Dizem que experimentei o veneno que combati

PARA RELIGIOSO, QUE ATUA EM DEFESA DOS DIREITOS HUMANOS, CONDENAÇÃO DE ACUSADOS DE TENTAR EXTORQUI-LO TRAZ ALÍVIO

ELIANE TRINDADE
DE SÃO PAULO

Conhecido pela atuação entre moradores de rua e menores infratores, o padre Júlio Lancellotti, 62, afirma que muitos dizem que "ele experimentou do veneno que combateu".
A afirmação foi feita ontem, um dia depois da condenação de Anderson Batista, 30, e Conceição Eletério, 45, acusados novamente de tentar extorquir o padre.
O casal, que havia sido inocentado em 2007 por insuficiência de provas, dessa vez foi condenado a sete anos e três meses de prisão.
Imagens de Anderson cercando o padre na porta de casa serviram de base para a condenação em primeira instância. Cabe recurso.
A seguir, os principais trechos da entrevista em que o padre diz que as acusações de pedofilia e abuso sexual foram parte de uma trama.

 

Folha - Como o senhor recebeu a sentença de ontem?
Padre Júlio Lancellotti -
A Justiça se fez tardiamente. Não me alimenta nenhum desejo de vingança. É um momento importante em que a Justiça reconhece os fatos que tanto foram propalados e nem sempre acreditados [de que era vítima de extorsão].

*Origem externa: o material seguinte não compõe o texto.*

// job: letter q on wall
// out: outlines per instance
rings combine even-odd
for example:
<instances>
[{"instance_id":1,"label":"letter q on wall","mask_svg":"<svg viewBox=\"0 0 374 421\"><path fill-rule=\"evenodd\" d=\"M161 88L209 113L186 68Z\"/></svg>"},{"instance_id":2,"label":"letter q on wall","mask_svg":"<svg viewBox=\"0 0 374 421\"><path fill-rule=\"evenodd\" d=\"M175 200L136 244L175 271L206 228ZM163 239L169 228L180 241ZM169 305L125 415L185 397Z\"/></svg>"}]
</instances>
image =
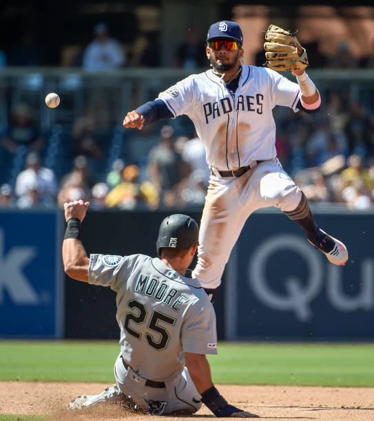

Eles foram condenados por causa de uma imagem?
Não sabia que tinha aquela câmera na minha rua. Quando vi o Anderson, eu estava tão aterrorizado que atravessei a calçada. Ele me seguiu e ameaçou: "Se você pensa que eu vou ficar nessa merda, tá enganado. Eu vou dar um tiro na tua testa". O delegado foi ao local, viu as câmeras e requisitou as imagens. Foi a mão de Deus. Senti um alívio. Finalmente, iam acreditar no que falo.

Como foi lidar com isso?
Foi muito doloroso pelo sofrimento que causou à minha mãe. Ela faleceu em outubro do ano passado. Muita gente disse que eu experimentei do veneno que combati. Muitos festejaram o meu sofrimento.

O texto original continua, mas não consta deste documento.